Sixtine agrippa la main de Lucia et fit face à Osiris. Elle intima à son cœur de s’accrocher à l’espoir. Masseau était mort. La vie avait commencé à refleurir sur le visage de Lucia. Elles y étaient presque.
Mais déjà, un à un, les personnages de la grotte disparaissaient, et avec eux, la lumière. La voix terrible d’Osiris, elle, s’amplifiait à chaque mot.
— Qui es-tu, pour prétendre que Ma’at peut être corrompue ? Réponds, qui es-tu ?
— Je suis… je suis…
Mais sa voix était noyée dans l’écho de celle d’Osiris.
— Qui ? Je ne t’entends pas. Tu n’as pas de voix dans ce tribunal.
Un froid glacé s’engouffra dans la grotte, et la lumière s’évanouit encore : même les ombres mourraient. Sixtine serra si fort le poignet de Lucia que les articulations de ses doigts devinrent blanches.
— Qu’as-tu fait pour mériter une place ici ? criait le dieu invisible. Tu n’as aucun pouvoir. Tu n’as aucun pouvoir !
Le vert de la rivière s’éteignit aussi et bientôt la grotte fut plongée dans l’obscurité complète. Pourtant l’œil d’Osiris flottait au-dessus d’elle, et sa voix était aussi claire et aussi monstrueuse que si elle venait de l’intérieur de son crâne.
— Réponds-moi ! Qui es-tu pour prétendre ramener les âmes dans le monde d’en bas ?
Sixtine sentit comme un relâchement dans sa main glacée : Lucia avait glissé à terre, telle une poupée désarticulée. Le souffle de Sixtine s’étrangla d’effroi, et de l’eau noire entra dans sa bouche.
— Tu n’es personne ! hurlait le dieu. Qui es-tu pour oser te mesurer à nous ? Qui es-tu pour te mesurer à Ma’at, le Jugement Suprême ?

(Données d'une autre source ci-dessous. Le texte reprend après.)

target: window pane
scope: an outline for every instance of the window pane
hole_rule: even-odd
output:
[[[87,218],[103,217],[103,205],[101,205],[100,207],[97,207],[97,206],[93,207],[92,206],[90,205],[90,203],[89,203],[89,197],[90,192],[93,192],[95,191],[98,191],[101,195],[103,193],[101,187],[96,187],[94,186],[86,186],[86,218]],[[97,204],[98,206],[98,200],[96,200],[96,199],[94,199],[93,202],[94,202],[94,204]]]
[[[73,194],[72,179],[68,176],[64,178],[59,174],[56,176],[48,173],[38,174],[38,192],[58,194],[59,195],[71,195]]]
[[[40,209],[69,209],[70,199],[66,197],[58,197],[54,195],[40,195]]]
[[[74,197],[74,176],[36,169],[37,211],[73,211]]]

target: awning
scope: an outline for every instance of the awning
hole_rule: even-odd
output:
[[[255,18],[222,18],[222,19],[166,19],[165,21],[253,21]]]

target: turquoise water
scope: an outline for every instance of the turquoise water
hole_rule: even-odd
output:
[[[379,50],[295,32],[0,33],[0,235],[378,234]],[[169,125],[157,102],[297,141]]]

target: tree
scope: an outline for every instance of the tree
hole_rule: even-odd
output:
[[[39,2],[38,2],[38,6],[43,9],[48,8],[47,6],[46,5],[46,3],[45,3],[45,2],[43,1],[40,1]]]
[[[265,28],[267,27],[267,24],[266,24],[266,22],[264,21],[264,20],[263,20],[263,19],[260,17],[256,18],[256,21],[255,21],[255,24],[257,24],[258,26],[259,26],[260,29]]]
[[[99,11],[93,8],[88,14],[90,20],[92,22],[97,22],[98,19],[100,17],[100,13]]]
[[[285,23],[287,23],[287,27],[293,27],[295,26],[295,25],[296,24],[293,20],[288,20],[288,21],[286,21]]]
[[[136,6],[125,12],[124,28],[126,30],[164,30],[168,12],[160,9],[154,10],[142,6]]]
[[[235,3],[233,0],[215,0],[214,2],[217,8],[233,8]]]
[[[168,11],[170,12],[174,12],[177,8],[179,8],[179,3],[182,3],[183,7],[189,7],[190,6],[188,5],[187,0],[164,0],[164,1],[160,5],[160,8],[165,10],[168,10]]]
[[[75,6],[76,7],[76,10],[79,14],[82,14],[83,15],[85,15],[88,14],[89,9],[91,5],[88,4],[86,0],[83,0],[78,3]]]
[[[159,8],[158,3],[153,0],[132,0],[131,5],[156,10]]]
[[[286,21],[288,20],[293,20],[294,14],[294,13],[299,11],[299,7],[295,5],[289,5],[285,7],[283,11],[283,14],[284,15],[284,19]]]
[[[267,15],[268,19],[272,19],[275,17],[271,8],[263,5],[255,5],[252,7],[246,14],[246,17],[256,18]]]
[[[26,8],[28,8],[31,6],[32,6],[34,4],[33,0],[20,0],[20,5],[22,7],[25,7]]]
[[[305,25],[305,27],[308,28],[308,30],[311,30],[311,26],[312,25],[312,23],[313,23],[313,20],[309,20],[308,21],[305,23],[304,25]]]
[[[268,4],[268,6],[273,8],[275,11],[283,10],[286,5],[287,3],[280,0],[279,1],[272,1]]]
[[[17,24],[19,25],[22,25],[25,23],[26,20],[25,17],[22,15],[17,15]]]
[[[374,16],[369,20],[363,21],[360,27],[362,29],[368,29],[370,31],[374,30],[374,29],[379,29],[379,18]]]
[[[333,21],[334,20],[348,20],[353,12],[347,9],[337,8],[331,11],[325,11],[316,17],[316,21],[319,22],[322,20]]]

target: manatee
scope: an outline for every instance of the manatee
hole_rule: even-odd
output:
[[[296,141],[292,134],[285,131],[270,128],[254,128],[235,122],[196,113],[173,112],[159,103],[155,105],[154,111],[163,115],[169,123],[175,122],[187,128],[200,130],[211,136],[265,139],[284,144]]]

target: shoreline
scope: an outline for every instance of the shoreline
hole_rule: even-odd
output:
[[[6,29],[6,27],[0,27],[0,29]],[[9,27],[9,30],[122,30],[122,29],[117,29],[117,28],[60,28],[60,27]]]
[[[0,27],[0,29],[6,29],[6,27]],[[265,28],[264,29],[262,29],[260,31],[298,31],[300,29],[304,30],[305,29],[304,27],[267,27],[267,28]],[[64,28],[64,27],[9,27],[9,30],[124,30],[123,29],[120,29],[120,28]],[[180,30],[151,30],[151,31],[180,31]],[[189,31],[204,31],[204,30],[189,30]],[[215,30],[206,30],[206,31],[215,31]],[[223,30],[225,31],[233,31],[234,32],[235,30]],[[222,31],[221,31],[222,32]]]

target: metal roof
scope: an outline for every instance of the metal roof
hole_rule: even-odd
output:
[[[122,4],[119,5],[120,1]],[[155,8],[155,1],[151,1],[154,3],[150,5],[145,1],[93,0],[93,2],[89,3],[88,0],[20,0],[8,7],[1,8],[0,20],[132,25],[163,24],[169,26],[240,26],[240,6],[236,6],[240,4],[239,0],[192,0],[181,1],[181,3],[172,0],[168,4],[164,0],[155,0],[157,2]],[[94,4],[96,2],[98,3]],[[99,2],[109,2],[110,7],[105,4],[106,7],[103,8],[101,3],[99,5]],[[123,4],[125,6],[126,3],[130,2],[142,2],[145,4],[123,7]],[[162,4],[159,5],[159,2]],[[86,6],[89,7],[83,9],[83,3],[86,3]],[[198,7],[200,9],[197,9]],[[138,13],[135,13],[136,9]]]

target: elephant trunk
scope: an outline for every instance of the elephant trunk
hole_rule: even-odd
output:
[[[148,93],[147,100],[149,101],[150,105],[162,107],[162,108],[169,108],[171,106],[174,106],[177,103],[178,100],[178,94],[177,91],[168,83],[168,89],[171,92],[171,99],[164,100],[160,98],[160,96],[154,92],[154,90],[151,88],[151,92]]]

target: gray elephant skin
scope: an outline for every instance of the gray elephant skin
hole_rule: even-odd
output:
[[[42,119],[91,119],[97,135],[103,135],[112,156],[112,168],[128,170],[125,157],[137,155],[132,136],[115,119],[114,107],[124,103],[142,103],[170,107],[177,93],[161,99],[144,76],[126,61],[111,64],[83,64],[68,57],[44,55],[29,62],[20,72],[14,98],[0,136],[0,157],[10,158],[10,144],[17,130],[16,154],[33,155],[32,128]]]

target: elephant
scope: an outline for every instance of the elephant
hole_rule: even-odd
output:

La voix explosa dans le cœur de Sixtine et la noya de sa cruauté. Une langueur dangereuse s’empara de ses membres : elle était revenue dans l’eau noire du bayou, se débattant contre le vertige et les formes visqueuses et invisibles qui se frottaient à son ventre froid. La robe blanche de Lucia dansait dans l’eau sale, son corps mort coulant doucement vers les tréfonds, ses yeux ouverts et éteints interrogeant Sixtine.
Une longue vipère d’eau s’enroula dans ses cheveux, et elle sombra dans les abysses obscurs.
Puis le serpent se précipita autour du cou de Sixtine. La dernière chose qu’elle distingua avant de s’étrangler fut le bleu des pupilles du reptile, scintillant au-dessus de sa gueule béante.